Usually sanitize the milk pail with just dishsoap. My dishwasher does have a sanitize cycle and I try to remember to send the stuff through that once a month or so.

Our pasture is 4 strand electric. So long as the fencer is holding a charge well, the goats all stay in. But they do test -- power goes out for more than a few hours and they will be out. If she had trouble with wethers getting out but the does were staying in, check that the charger is strong enough for the fence -- if weeds grow on my fence and reduce the charge, first thing the big wethers and the sheep are out (usually followed by the little guys who can slip under. It's definitely worth upgrading the fencer to a more powerful model than you think you need. Note that this won't keep kids in (though they usually won't wander too far from mama) nor will it keep small predators out. Woven wire -- the six foot stuff we have on the male pasture seem to work well. The four foot stuff you have to add an electric line along the top or they will jump it.
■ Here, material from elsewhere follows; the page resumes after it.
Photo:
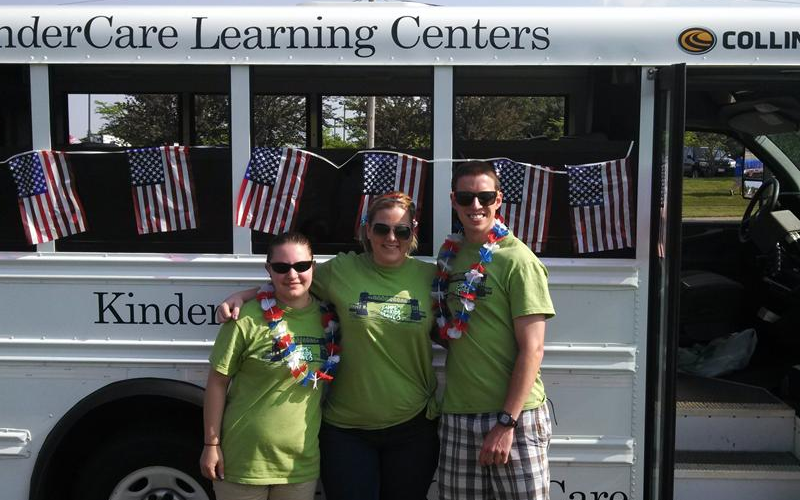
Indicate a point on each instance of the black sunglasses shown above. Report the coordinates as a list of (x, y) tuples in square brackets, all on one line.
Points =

BUT, even with the electric line on top, they push their heads through the holes, half-climb, etc and it gets pulled down pretty regularly. Slowly replacing all ours with cattle panels. Expensive, but lasts way longer. Incidentally, zip ties are NOT strong enough to hold panels together (or to the posts permanently. They were nice and quick to set everything up, but goats pushing on panels and the zip ties snap and everybody is out. lol -- can you tell I've spent way too much time in the last year rounding up our herd?

PS, I don't think there is any burdock left in the pasture. Dolly is working on the clumps around the milking stand while she is waiting for her turn to be milked. Can't say whether they all eat it, but Dolly certainly loves the stuff.